Stem Cell Research & Therapy (Sep 2022)

Construction of tandem diabody (IL-6/CD20)-secreting human umbilical cord mesenchymal stem cells and its experimental treatment on diffuse large B cell lymphoma

  • Jiayi Zhang,
  • Minglu Zhong,
  • Weijie Zhong,
  • Yanfei Lan,
  • Zhaohu Yuan,
  • Yuyou Duan,
  • Yaming Wei

DOI
https://doi.org/10.1186/s13287-022-03169-4
Journal volume & issue
Vol. 13, no. 1
pp. 1 – 15

Abstract

Read online

Abstract Background More than 40% patients with diffuse large B cell lymphoma (DLBCL) experienced relapse or refractory (R/R) lymphoma after the standard first R-CHOP therapy. IL-6 was reportedly associated with chemotherapy resistance of rituximab. Further, mesenchymal stem cells (MSCs) are known as the potential cell vehicle for their tropism toward tumor. A MSCs-based tandem diabody for treating DLBCL is currently lacking. Methods We constructed a tandem diabody (Tandab(IL-6/CD20)) with modified umbilical cord MSCs (UCMSCs) and designed a cell-based Tandab releasing system. Western blot, qPCR and immunofluorescence were used to confirm the construction and expression of lentivirus-infected UCMSCs. The vitality, apoptosis and homing abilities of UCMSCs were examined via CCK-8 assay, apoptosis, wound healing and migration analysis. Cell binding assay was used to demonstrate the targeting property of Tandab binding to CD20-positive DLBCL cells. Furthermore, we evaluated the viability of SU-DHL-2 and SU-DHL-4 by using CCK-8 and EDU assay after the treatment of UCMSCs-Tandab(IL-6/CD20).
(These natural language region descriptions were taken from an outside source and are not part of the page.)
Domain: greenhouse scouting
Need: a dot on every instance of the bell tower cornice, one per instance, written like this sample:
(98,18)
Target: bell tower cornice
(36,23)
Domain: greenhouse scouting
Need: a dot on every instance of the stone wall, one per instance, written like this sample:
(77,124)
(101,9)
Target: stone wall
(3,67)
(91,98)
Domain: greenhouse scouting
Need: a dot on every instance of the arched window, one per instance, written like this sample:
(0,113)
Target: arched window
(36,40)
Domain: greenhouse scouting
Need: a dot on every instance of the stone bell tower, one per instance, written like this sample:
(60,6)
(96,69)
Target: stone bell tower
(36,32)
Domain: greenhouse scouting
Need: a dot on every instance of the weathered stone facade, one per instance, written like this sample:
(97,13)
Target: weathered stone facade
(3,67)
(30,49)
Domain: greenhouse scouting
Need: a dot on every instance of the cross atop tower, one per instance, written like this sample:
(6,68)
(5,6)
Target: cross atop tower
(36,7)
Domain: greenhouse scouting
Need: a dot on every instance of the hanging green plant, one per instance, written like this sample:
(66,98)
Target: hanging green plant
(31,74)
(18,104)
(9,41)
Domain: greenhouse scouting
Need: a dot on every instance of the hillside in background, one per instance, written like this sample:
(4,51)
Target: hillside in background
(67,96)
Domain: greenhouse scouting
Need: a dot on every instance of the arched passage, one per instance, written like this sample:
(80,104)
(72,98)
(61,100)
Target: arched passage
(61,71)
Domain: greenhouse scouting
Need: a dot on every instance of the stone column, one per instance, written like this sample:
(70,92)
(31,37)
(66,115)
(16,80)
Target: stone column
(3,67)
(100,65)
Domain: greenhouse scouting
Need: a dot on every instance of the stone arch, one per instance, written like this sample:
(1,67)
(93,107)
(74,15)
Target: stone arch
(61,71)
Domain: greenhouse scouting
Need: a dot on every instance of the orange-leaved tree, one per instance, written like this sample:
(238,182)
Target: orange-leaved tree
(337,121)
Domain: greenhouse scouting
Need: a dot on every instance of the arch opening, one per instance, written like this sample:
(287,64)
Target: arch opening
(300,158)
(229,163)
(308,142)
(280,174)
Results Tandab protein peaked at 6273 ± 487 pg/ml in the medium on day 7 after cell culture. The proliferation and homing ability of UCMSCs did not attenuate after genetically modification. Immunofluorescence images indicated the Tandab protein bound to the lymphoma cells. UCMSCs-Tandab(IL-6/CD20) inhibited the growth of SU-DHL-2 or SU-DHL-4 cells in vitro. Conclusions UCMSCs-Tandab(IL-6/CD20), which bound with both tumor-associated surface antigens and pro-tumor cytokines in tumor microenvironment, might serve as a potential treatment for DLBCL, evidenced by inhibiting the growth of SU-DHL-2 or SU-DHL-4 cells.